Higashino Keigo: maestro indiscusso del giallo giapponese

L'emporio dei piccoli miracoli

La colpa, La seconda vita di Naoko, Il segreto del lago sono solo alcuni dei titoli in traduzione italiana di un autore prolifico, Higashino Keigo: maestro indiscusso del giallo giapponese. Considerato uno dei maggiori esponenti dello Shinhonkakuha, il nuovo giallo che si rifà alla tradizione della detective-fiction, Higashino keigo riesce in realtà a combinare abilmente nei suoi romanzi, dalla struttura propria della detective-story, elementi che derivano dall’hardboiled (Shakaiha), come il gusto per la denuncia sociale. La trama dei suoi romanzi veicola sempre un messaggio di denuncia di alcuni aspetti della società giapponese contemporanea, come la morte per eccesso di lavoro, (karoshi) ne La seconda vita di Naoko o la forte pressione del sistema educativo, ne Il segreto del lago.
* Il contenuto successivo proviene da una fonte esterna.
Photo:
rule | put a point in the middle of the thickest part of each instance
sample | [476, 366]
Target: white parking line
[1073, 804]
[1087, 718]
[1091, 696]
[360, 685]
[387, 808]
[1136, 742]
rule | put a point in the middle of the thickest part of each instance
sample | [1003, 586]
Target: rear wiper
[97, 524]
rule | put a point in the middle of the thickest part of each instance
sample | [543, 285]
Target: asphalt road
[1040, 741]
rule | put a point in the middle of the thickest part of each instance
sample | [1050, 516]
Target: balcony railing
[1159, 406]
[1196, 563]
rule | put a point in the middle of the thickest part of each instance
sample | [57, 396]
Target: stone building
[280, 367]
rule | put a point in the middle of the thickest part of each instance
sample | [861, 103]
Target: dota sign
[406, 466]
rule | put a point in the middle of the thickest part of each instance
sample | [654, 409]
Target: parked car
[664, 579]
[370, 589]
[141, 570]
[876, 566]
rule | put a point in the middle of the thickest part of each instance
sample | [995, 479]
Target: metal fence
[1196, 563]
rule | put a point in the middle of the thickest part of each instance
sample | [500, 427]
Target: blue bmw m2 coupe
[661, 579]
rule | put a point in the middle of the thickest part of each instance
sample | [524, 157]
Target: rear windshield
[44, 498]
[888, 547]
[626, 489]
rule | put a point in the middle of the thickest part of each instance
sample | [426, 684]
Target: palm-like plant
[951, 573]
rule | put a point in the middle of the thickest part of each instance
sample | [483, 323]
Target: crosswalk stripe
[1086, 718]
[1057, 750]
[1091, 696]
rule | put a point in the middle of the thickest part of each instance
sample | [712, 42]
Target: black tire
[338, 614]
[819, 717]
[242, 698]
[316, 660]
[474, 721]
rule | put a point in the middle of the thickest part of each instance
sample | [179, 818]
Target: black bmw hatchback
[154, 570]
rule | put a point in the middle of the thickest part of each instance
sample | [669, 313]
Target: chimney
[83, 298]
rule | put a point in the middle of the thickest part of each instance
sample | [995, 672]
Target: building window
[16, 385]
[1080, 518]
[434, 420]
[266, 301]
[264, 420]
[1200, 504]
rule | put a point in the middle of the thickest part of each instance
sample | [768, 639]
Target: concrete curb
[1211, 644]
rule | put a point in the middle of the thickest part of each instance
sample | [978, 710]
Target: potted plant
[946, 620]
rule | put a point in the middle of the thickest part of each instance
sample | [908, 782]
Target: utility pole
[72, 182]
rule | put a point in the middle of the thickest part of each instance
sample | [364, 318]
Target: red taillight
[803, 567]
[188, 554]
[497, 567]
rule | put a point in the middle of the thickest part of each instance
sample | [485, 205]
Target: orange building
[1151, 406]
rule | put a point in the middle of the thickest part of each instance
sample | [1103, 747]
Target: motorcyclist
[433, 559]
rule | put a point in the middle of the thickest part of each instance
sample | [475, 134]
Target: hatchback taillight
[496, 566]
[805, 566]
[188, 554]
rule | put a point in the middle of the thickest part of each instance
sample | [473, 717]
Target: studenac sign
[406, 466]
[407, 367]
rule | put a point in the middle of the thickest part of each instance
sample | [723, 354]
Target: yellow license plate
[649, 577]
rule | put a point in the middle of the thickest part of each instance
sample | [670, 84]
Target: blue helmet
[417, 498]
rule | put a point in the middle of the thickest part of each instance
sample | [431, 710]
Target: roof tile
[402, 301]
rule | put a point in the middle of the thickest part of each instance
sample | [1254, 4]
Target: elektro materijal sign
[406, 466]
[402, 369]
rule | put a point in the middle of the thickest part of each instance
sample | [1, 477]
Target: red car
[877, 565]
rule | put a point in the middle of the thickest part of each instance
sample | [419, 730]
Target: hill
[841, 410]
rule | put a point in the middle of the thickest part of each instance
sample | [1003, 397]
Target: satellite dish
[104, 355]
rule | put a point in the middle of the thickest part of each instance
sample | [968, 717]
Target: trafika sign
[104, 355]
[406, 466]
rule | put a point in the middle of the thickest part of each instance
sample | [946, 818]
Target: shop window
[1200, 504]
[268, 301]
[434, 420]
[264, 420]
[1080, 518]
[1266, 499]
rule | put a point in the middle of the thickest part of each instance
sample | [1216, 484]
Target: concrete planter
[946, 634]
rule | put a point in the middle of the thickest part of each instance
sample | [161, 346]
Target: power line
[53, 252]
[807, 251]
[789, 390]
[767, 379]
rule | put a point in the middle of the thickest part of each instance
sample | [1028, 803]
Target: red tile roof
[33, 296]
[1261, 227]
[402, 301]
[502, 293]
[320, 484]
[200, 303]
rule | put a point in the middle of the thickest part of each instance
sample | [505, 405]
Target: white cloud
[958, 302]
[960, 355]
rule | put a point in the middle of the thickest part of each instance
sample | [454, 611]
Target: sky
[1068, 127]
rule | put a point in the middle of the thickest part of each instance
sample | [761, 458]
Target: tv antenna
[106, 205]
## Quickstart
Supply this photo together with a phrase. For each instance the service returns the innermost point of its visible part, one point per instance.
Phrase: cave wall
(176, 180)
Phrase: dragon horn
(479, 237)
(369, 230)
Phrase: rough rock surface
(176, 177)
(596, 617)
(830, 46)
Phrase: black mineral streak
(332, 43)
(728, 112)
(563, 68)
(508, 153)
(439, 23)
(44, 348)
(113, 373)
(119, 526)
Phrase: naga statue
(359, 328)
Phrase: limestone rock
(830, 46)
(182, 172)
L’emporio dei piccoli miracoli

Dal sapore molto diverso, L’emporio dei piccoli miracoli (Sperling & Kupfer 2018, Namiyazakkatennokiseki), non può essere definito né un romanzo giallo né un noir: non c’è nessuna vittima, nessun criminale da scovare, perché tutto ruota attorno ad un piccolo negozio nel quale sembra avvenire qualcosa di molto strano. Higashino Keigo: maestro indiscusso del giallo giapponese dunque propone un giallo che non è una detective story.

la trama

La trama, che ricalca la struttura tipica del giallo convenzionale, è intensa e intrigante. Niente è lasciato al caso, e come in un puzzle, alla fine ogni pezzo si incastra alla perfezione per formare un quadro completo della vicenda. Shota, Kohei e Atsuya sono tre ladri pasticcioni che hanno svaligiato una casa situata in un piccolo paesino di campagna. A causa di un guasto all’automobile con cui viaggiano, sono costretti a fermarsi per la notte in un vecchio negozio abbandonato, l’Emporio Namiya.
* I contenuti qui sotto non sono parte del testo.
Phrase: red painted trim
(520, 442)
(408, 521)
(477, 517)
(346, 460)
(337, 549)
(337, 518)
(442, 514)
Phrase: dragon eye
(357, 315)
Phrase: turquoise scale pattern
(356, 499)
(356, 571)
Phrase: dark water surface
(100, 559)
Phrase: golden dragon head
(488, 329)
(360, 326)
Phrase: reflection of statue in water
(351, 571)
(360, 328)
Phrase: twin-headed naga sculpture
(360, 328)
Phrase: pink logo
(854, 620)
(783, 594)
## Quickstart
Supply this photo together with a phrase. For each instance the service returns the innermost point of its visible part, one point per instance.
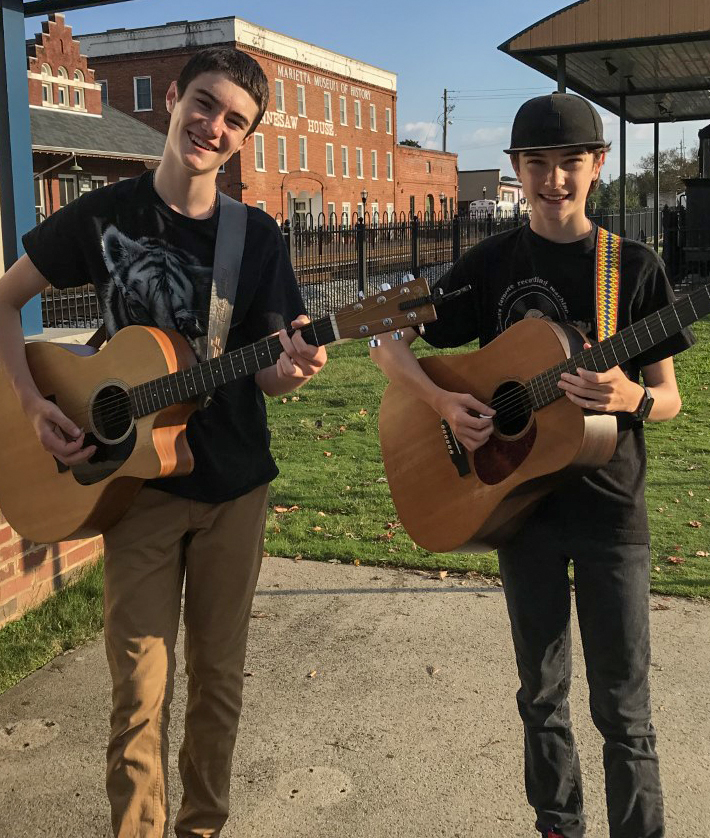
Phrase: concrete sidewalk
(378, 703)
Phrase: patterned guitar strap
(607, 282)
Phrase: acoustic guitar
(133, 398)
(449, 499)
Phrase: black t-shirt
(152, 266)
(519, 274)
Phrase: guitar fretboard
(191, 383)
(620, 347)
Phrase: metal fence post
(361, 260)
(415, 245)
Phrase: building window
(283, 162)
(142, 93)
(280, 96)
(346, 167)
(78, 90)
(259, 162)
(39, 199)
(62, 90)
(329, 160)
(67, 189)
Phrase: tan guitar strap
(608, 264)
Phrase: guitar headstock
(388, 310)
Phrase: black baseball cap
(559, 120)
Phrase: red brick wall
(272, 186)
(56, 47)
(29, 573)
(414, 179)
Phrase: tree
(672, 168)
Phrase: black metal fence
(335, 259)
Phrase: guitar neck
(620, 347)
(191, 383)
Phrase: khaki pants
(217, 550)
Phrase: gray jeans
(612, 597)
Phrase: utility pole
(446, 118)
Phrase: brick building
(77, 144)
(328, 136)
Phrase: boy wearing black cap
(547, 269)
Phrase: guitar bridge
(457, 452)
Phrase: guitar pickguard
(500, 457)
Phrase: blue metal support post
(16, 186)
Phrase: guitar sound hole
(111, 414)
(512, 407)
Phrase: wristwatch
(643, 410)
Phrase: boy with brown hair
(147, 245)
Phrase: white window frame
(281, 146)
(64, 179)
(136, 79)
(345, 160)
(279, 97)
(329, 160)
(259, 149)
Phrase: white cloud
(425, 133)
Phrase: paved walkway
(378, 704)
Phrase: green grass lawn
(331, 501)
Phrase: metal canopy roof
(657, 52)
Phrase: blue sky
(430, 45)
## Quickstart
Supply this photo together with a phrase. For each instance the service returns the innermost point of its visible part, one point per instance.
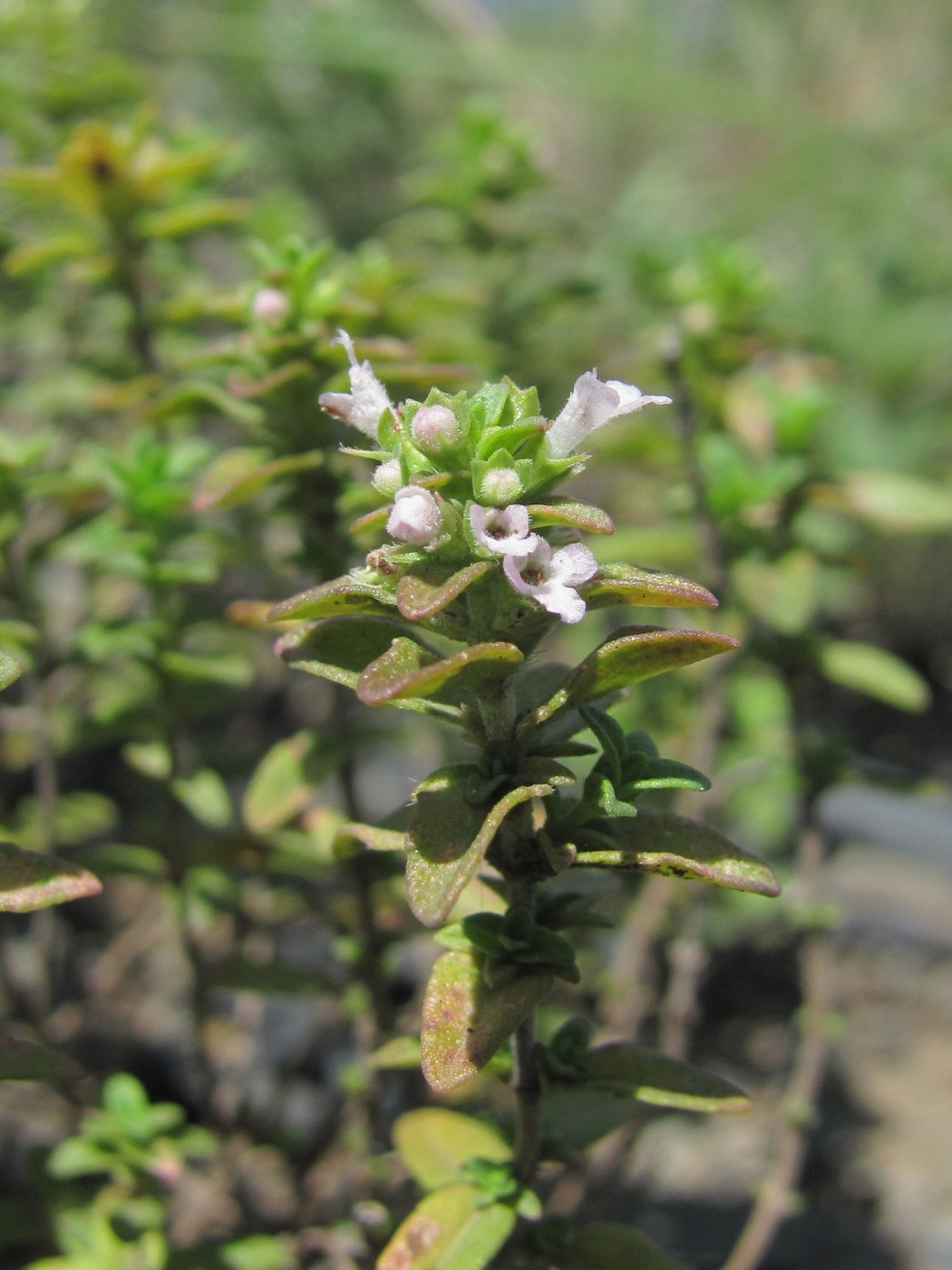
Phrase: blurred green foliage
(743, 205)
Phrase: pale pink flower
(499, 486)
(367, 399)
(590, 404)
(551, 577)
(435, 428)
(270, 305)
(503, 530)
(415, 516)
Sembra tutto tranquillo quando improvvisamente appare una lettera sotto la serranda abbassata del negozio. Si tratta di una richiesta di aiuto, indirizzata al vecchio proprietario dell’emporio, il signor Namiya, divenuto celebre per dispensare consigli a chiunque glielo chiedesse via lettera. I tre furfanti incuriositi e desiderosi di aiutare la misteriosa donna decidono di rispondere alla richiesta facendo le veci dell’ex-proprietario. Una volta scritta la lettera e lasciata nella cassetta per il latte, non passano nemmeno cinque minuti che subito giunge la replica. Proseguendo con la corrispondenza scoprono che le lettere arrivano dal passato, e precisamente dal 1979.

come sospesi nel tempo…

Come sospesi nel tempo, i tre ladri si trovano coinvolti in questa folle e miracolosa corrispondenza, cercando con i loro consigli di risollevare le situazioni complicate degli sventurati mittenti: ognuno con una storia da raccontare e un problema da risolvere. L’autore non si ferma in superficie e nelle cinque parti in cui è diviso il romanzo, descrive ogni personaggio con accuratezza e profondità, offrendo uno spaccato della società giapponese durante la guerra fredda e il boom economico degli anni ’80.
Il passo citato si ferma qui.